A dança niilista

O niilismo enquanto vertente filosófica tem muitos usos na contemporaneidade.

Cacuriá é uma dança típica do Maranhão

Em virtude da complexidade de seus atributos morais, mas também em virtude de muitas leituras equivocadas sobre o que na prática (e na teoria) ele realmente significa. E pensar sobre infortúnios da vida, a depender da frequência com que eles acontecem, nos coloca na situação de “por quê?” ou “por que comigo?” ou ainda “qual o sentido disso?”.

A resposta judaico-cristã, que alicerça a socialização primária do Brasil Colônia desde os primórdios da invenção desse país, nos conta que o sofrimento faz parte, ou seja, é uma etapa necessária e circunscrita em um plano meticuloso de redenção. Não há possibilidade de alcançar a felicidade sem que o flagelo nos alcance porque ele é quem dá suporte. É o flagelo (também inspirado no calvário de Cristo) que dará sentido ao estágio supremo de satisfação.

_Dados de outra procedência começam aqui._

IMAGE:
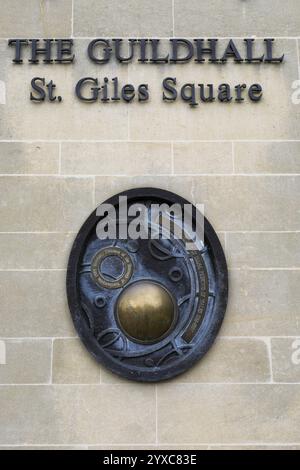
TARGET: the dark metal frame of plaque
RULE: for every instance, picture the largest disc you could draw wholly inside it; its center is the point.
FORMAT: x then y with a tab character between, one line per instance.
196	280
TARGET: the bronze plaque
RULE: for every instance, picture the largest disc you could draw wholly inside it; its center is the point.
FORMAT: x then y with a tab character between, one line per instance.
147	306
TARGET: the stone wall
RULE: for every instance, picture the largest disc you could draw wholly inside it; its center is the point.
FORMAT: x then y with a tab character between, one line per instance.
58	161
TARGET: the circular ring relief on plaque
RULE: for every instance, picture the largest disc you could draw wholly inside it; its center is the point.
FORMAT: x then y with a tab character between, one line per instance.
148	307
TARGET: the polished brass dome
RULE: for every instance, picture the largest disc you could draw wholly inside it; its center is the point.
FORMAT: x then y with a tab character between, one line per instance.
146	311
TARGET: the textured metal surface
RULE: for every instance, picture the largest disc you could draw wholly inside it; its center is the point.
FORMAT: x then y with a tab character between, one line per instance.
162	333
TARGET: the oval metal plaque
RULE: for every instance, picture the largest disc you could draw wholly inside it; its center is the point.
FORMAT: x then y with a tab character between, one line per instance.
148	306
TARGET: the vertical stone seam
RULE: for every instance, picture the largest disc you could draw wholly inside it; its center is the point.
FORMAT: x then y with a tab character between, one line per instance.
269	348
298	57
59	158
94	191
51	361
173	17
233	157
72	19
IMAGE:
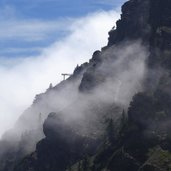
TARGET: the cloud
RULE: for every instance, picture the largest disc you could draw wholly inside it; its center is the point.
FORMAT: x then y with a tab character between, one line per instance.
22	78
110	2
31	30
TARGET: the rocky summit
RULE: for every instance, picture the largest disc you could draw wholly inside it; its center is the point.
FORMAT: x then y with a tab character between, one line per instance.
113	113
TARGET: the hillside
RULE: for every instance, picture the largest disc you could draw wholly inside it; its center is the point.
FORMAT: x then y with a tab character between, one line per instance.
113	113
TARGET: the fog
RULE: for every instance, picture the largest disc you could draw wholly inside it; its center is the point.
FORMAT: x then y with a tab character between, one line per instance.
22	78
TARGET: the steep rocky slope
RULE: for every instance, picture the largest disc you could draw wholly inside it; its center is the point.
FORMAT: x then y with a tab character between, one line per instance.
118	116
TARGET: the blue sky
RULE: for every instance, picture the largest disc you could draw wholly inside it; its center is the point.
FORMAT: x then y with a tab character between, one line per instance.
27	26
40	39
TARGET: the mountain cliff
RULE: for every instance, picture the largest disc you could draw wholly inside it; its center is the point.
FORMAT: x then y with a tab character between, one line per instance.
113	113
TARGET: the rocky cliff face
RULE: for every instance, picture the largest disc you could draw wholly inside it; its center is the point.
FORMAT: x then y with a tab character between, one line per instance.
104	137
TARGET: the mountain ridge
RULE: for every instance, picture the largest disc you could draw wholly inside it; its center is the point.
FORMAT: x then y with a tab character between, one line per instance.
118	114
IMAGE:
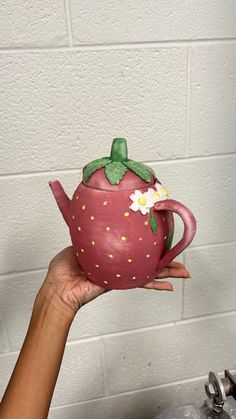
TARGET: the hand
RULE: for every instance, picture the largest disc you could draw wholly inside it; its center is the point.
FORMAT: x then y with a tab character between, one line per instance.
66	279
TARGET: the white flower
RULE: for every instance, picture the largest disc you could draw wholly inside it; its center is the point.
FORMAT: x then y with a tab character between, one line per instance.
141	202
161	191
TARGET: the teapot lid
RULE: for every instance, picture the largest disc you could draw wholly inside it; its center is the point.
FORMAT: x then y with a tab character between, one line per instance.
117	172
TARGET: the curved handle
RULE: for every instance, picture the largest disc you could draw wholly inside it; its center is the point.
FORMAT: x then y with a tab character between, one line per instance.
189	229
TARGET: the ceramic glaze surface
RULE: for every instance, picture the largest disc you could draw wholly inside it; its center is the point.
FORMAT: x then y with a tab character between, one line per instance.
121	226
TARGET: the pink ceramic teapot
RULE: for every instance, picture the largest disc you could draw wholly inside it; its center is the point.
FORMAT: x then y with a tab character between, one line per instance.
121	221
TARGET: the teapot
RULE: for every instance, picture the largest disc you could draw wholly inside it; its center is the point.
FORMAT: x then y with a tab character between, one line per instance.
121	221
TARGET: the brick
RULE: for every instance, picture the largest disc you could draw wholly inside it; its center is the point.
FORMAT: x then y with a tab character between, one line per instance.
213	100
24	24
167	354
144	404
61	109
212	288
81	374
206	186
107	22
114	311
17	294
32	229
80	377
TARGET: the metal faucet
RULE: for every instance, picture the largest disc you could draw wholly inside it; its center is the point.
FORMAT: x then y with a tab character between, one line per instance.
217	390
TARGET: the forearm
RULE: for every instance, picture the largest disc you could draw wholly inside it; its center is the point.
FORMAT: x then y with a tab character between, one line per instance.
32	383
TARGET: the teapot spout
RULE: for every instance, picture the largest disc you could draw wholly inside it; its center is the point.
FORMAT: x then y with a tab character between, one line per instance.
62	199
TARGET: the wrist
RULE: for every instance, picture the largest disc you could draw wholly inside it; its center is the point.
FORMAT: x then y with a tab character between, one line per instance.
48	301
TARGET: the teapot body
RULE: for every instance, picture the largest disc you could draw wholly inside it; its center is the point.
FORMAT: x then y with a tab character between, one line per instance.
114	245
121	221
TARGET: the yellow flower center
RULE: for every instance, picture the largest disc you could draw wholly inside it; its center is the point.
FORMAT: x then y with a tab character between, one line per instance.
164	191
142	201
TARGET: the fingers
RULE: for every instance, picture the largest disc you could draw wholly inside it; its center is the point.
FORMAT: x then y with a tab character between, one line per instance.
174	270
159	285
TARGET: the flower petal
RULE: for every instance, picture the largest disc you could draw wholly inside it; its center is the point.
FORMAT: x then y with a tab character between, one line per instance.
134	206
133	197
144	210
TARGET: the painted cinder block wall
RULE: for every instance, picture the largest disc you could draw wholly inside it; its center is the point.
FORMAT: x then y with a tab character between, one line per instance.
74	75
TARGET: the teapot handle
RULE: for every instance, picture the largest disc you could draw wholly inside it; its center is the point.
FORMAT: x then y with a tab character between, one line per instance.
189	229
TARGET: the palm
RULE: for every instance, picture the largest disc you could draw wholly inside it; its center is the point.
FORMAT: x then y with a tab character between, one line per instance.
75	289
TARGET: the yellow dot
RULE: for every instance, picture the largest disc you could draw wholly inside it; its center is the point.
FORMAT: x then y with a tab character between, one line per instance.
142	201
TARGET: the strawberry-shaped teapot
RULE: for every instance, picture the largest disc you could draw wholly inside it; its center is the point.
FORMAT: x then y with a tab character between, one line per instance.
121	221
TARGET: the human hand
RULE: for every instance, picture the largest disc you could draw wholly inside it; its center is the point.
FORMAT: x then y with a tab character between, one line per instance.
66	279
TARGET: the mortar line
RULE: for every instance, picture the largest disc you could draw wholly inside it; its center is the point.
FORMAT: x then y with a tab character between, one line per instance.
140	390
124	45
68	23
182	290
173	323
150	162
5	332
105	377
29	271
188	101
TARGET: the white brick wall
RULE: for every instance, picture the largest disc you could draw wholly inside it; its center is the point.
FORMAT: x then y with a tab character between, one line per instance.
73	75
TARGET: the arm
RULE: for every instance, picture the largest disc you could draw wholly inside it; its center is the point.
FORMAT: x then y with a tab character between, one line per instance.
64	291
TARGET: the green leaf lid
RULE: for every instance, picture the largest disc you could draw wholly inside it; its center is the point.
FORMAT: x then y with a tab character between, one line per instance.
117	172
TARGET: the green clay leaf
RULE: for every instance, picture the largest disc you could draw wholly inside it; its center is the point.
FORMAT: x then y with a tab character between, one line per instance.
115	172
139	169
153	222
93	166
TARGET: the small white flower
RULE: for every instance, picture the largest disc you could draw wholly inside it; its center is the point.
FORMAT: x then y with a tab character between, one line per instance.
161	190
141	202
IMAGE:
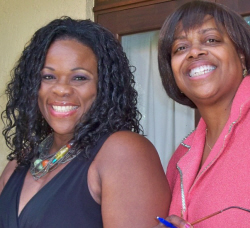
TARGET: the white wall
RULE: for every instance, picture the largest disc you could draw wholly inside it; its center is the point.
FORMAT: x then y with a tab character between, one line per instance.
18	21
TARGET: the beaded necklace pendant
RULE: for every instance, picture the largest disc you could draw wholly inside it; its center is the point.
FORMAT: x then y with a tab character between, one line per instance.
48	162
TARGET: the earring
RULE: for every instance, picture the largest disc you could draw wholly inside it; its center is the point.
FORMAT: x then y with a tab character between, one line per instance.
244	73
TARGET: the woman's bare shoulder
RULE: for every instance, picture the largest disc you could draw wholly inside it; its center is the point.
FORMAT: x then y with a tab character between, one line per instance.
8	170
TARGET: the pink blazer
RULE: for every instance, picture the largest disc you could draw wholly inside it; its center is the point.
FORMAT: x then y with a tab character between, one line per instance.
224	179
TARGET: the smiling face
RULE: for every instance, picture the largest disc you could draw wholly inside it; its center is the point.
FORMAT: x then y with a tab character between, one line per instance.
205	63
68	85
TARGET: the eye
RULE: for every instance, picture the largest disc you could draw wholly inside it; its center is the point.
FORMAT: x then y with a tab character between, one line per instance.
211	41
48	77
80	78
180	49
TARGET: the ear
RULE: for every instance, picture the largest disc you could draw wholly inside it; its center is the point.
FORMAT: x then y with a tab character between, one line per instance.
242	59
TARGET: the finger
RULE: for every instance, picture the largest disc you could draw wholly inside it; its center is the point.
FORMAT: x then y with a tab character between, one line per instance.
178	222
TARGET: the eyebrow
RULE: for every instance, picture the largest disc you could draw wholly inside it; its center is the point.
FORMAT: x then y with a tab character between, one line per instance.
201	31
50	68
74	69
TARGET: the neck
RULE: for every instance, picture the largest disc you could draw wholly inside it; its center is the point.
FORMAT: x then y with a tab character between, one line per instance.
59	141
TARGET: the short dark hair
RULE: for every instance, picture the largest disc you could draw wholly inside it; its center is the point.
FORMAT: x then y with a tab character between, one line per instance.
114	108
192	15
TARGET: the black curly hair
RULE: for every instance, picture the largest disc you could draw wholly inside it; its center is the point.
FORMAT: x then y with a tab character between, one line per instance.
114	108
191	15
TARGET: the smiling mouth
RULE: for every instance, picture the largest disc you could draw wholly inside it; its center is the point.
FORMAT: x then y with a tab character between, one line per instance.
63	109
198	71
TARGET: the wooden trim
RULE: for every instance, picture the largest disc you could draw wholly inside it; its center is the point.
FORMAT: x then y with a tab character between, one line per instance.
128	4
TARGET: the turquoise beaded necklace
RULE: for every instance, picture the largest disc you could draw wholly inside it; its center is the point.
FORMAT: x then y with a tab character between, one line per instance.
48	162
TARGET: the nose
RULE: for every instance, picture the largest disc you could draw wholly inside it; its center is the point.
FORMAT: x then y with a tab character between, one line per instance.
196	51
62	89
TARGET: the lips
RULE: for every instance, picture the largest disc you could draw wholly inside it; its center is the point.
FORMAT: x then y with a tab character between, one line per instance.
64	109
201	70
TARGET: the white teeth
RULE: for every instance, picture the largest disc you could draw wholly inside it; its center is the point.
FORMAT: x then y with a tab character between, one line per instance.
64	108
201	70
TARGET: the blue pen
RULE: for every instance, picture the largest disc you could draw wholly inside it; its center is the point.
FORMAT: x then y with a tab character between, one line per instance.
166	223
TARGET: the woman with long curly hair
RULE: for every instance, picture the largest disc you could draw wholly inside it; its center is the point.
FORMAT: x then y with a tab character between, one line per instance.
77	157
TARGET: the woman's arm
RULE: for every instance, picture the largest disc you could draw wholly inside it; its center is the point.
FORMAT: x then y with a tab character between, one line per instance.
134	189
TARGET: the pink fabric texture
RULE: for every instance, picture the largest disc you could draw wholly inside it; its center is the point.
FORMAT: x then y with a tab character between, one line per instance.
224	179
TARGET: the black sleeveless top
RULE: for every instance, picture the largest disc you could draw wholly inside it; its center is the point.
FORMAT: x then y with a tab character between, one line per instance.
63	202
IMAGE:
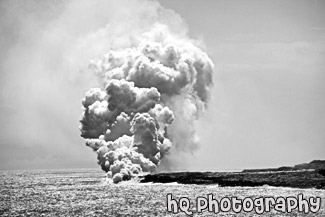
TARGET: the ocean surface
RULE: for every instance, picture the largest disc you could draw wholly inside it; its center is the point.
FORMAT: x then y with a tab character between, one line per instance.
87	192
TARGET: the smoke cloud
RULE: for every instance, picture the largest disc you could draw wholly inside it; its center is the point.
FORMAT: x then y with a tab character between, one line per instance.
151	92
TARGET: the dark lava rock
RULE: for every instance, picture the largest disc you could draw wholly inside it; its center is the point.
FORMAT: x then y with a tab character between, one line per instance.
283	176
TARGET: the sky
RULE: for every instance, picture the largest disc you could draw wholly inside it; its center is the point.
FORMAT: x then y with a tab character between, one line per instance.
266	107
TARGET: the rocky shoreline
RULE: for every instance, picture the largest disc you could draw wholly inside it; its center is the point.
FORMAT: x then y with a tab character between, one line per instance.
311	175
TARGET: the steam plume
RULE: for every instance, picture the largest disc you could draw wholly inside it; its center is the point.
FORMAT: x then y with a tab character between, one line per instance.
151	93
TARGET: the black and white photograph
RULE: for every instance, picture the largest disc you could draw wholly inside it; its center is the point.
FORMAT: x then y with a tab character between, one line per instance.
162	108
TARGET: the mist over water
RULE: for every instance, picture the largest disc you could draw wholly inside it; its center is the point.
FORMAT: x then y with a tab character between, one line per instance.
150	96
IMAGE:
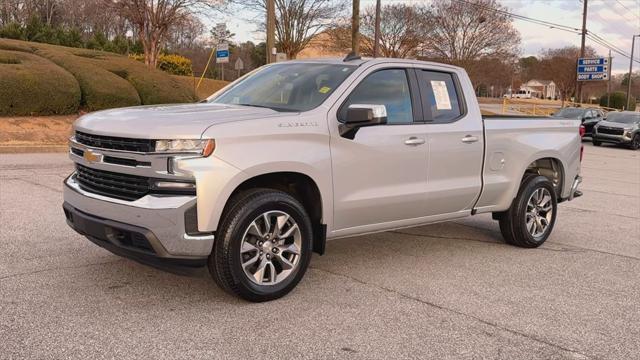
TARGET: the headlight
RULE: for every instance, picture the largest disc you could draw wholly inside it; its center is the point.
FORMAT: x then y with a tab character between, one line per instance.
204	147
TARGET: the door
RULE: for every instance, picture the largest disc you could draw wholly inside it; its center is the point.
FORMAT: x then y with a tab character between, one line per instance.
455	143
379	176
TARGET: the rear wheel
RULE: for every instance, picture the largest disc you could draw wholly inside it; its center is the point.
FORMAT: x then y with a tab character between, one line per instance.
635	143
532	215
263	247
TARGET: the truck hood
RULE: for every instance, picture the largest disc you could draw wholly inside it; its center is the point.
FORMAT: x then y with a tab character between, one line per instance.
182	121
615	124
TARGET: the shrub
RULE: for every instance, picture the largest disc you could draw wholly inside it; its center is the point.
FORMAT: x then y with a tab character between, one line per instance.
12	30
31	85
153	86
109	80
101	89
173	64
618	100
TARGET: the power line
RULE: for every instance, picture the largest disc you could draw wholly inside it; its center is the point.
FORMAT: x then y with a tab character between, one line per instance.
591	35
630	11
598	41
608	44
526	18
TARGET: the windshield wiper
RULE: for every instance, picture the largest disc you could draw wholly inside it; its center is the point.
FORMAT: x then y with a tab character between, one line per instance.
270	107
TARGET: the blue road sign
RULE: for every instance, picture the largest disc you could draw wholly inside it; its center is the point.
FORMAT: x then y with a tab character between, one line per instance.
593	77
222	53
593	69
595	61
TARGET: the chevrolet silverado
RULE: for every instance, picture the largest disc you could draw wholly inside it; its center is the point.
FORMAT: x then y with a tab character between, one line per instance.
256	178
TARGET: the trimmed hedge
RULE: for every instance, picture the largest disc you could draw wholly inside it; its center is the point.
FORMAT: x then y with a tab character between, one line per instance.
106	80
101	89
153	86
32	85
170	63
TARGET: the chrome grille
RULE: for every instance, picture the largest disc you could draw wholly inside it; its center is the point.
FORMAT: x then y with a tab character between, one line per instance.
116	143
610	130
117	185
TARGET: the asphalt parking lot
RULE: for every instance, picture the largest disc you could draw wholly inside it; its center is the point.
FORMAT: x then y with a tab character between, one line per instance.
449	290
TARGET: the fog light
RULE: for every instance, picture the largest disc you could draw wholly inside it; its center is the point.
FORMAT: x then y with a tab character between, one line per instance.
166	186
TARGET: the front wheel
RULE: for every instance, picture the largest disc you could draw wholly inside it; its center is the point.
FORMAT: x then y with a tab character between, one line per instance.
263	246
530	219
635	143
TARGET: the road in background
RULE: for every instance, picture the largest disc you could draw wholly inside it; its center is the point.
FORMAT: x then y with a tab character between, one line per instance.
450	290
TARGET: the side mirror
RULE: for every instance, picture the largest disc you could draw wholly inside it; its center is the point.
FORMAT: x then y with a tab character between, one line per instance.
366	115
361	115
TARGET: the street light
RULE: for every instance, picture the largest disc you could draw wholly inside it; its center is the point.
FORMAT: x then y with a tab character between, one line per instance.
633	42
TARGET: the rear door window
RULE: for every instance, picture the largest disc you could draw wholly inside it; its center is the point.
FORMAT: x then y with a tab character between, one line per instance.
439	92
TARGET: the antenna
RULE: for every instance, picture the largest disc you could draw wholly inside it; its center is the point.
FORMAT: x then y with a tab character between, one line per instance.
352	56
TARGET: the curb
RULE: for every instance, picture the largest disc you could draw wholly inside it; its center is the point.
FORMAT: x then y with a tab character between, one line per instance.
23	149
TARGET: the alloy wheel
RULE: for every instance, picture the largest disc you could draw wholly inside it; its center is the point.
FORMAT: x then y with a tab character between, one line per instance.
270	249
539	213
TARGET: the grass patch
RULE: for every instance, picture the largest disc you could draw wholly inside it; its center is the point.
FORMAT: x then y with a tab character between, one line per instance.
33	85
106	80
10	60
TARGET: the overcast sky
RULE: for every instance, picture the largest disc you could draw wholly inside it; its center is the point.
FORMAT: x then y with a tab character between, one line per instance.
614	20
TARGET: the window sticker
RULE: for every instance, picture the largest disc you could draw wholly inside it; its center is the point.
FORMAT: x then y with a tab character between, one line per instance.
441	95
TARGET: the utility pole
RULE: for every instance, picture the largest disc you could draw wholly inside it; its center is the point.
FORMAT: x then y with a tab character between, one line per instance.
271	29
609	80
633	42
355	28
584	34
377	32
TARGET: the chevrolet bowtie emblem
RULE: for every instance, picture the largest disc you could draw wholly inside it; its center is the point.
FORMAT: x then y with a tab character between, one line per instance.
91	156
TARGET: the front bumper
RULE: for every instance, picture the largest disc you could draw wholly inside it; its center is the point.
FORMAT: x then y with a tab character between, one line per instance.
613	139
153	226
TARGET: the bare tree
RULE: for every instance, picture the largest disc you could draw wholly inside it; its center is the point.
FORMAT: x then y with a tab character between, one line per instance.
298	21
461	31
152	20
400	30
559	65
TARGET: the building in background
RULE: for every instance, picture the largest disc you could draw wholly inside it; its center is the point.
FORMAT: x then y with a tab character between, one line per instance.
543	89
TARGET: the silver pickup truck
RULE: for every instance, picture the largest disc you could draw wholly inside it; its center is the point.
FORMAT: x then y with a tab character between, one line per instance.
259	176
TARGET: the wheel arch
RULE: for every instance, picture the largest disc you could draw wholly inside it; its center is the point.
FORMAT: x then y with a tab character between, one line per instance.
550	167
297	184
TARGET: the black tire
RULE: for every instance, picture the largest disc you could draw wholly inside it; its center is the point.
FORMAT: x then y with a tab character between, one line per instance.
513	224
635	143
225	260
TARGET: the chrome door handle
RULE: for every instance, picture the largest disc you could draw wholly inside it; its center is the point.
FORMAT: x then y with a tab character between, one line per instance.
469	139
414	141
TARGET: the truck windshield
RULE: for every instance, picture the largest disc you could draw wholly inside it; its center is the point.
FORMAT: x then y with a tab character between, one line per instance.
287	87
625	118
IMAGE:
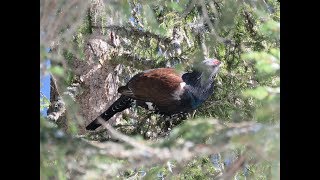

A chinela quebrada na volta para casa debaixo de forte chuva, ou o gás de cozinha findando quando você mais precisa dele. Negativas emocionais, frustrações, e uma série de outros episódios cotidianos que deixam qualquer indivíduo com as mãos no queixo, questionando a si próprio na escala do universo. A resposta niilista clássica para esses eventos é da ausência de fundamento ou de propósito maior. Nesse sentido, não há uma caminhada longilínea e progressista em direção a um ponto mais elevado ou mais esclarecido porque o topo mais elevado é Gólgota. A parada final da caminhada é propriamente a morte.

Ocorre que me coloquei a pensar, como se estivesse contemplando um quadro de Paul Merwart, que os passos dados não são em direção a um ponto futuro mas sim orquestrados em torno de uma dança. O cacuriá niilista. Essa dança típica do Maranhão, que tem suas origens com as festividades do Divino Espírito Santo, nos permite girar e girar sem que nenhum propósito maior seja alcançado. Abraçando a filosofia do absurdo de Albert Camus, o cacuriá niilista proporciona um mergulho em direção ao efêmero enquanto nos proporciona algum vislumbre de felicidade genuína.

A dor emocional que é parida através da angústia no fundo nada mais é do que a dificuldade em aceitar o sofrimento como inerente à existência humana. De Kierkegaard a Camus, de Sartre à Weber. Encarar a magnitude da falta propósito no choro do recém-nascido ou na contemplação de um filme vencedor do Oscar, nas lágrimas de alegria por saber que existe alguém que nos compreender ou no alívio do salário finalmente ter sido depositado na conta ou ainda no teto da varanda desabando e sujando a rede que você lavou um dia desses. A vida é ligeira demais para nos apreendermos a detalhes que, em geral, são os que mais nos assombram.

A casa de Sísifo, no sopé da montanha, já não existe mais. Ela fora destruída tempos atrás (essa é a parte que Homero não nos conta). Sísifo mora na jornada árdua, de empurrar montanha acima sua pedra, dia após dia. E da forma como Camus explicou, ele abraçou o absurdo da vida que tem. O convite para quem chegou até aqui no texto é este: o cacuriá nos salvará da quimera que é a vida.